Fig. 2a,b show more evidence of the water-limited nature of this ecosystem. GPP is strongly
correlated with the amount of water available in the soil (SOILPSI). The effect of increased N deposition
is to increase GPP, but this effect is stronger when soil water is abundant. For example, the period from
day 113 to 145 shows little variation in GPP across varying N deposition, but from day 65 through 113
the difference is much stronger.
Figure 3: (a) 1987 variation in litter 1 carbon store (b) 1987 variation in litter 4 carbon store (c) 1987 variation in soil 1 carbon
store (d) 1987 variation in soil 4 carbon store
Fig. 3(a-d) shows the variation in litter and carbon stores for the 1987 year. The amount of C in
soils increases with increasing N deposition (Fig.3 c and d). The amount of C in litter stores shows
different responses to varying nitrogen. Fig. 3b indicates that the amount of carbon in the deep litter
(LITR4C) is reduced with increasing N, but the amount of decrease diminishes above 30 kg N/ha/year.

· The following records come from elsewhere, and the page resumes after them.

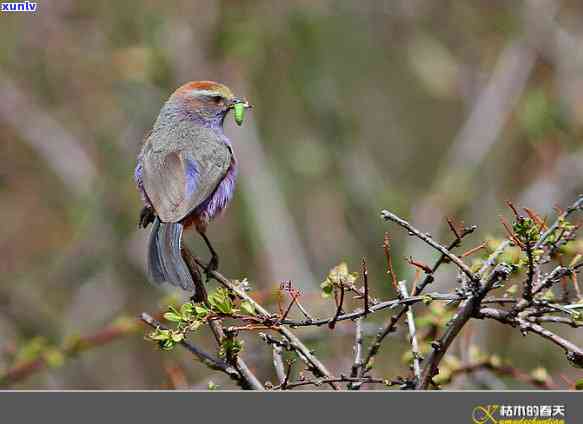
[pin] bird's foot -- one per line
(147, 216)
(212, 266)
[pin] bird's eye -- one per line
(216, 99)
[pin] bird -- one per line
(186, 173)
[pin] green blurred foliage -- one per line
(357, 107)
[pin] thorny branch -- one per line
(529, 310)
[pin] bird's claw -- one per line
(147, 216)
(212, 266)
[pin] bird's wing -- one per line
(177, 180)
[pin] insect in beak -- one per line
(239, 105)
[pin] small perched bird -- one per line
(186, 172)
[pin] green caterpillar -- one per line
(239, 111)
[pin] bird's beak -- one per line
(240, 100)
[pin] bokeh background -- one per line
(427, 108)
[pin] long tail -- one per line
(165, 262)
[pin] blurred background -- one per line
(429, 109)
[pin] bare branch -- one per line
(412, 333)
(388, 216)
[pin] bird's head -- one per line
(209, 101)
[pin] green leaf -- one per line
(327, 288)
(186, 310)
(247, 308)
(200, 311)
(177, 337)
(221, 301)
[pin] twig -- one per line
(502, 370)
(577, 205)
(390, 271)
(342, 379)
(248, 379)
(295, 343)
(357, 365)
(278, 363)
(491, 261)
(526, 326)
(388, 216)
(390, 324)
(287, 375)
(294, 297)
(365, 280)
(332, 322)
(463, 315)
(412, 333)
(202, 356)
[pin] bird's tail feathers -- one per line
(165, 261)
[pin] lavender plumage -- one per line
(186, 173)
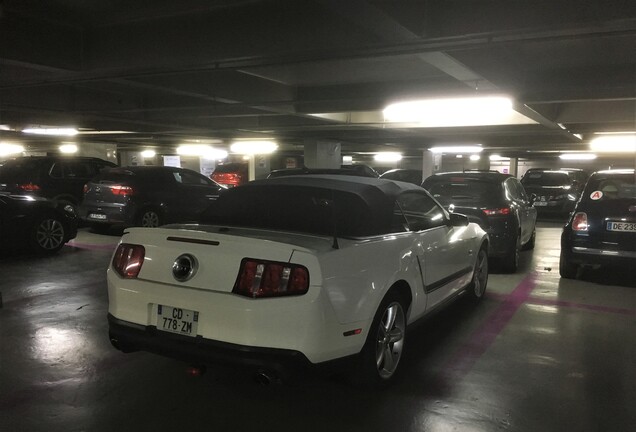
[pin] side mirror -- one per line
(457, 219)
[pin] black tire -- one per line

The amount of carbon in the highest litter pool (LITR1C) varies throughout the year across N deposition
levels. At the beginning of the year there is an inverse relationship between N deposition and C in litter
store 1. After the growing season (around year day 160) this trend is reversed with higher amounts of C
associated with higher N deposition. This phenomenon could perhaps be explained by the higher
heterotrophic respiration earlier in the year associated with the higher soil nitrogen levels. Later in the
year the higher LAI’s achieved under elevated N contribute more C to this litter pool during leaf fall.
Conclusions
The overall effect of increased N deposition is to increase biomass production in foliage, stem
and roots. This effect is perhaps more pronounced in areas which don’t experience as much water stress
as our study area, Missoula, MT. It has been shown that elevated N deposition has the strongest
influence on NPP and GPP when water is abundant. From examination of the amount of carbon in the
litter pools we can observe the affect of nitrogen deposition on heterotrophic respiration. Higher
nitrogen levels in biomass are associated with increased heterotrophic respiration as the stability of
detritus decreases with decreasing C:N ratios. This effect can be observed in Fig. 3a,b where we see
lower amounts of carbon in both shallow and deep litter stores in a higher nitrogen environment. This
investigation has demonstrated that nitrogen can play an important role in ecosystem dynamics,
particularly in its influence on soil and litter stores of carbon. In this dry, primarily water-limited
environment, the influences of nitrogen are dominated by that of water. However, in times when water
becomes less limiting the influence of nitrogen becomes more important.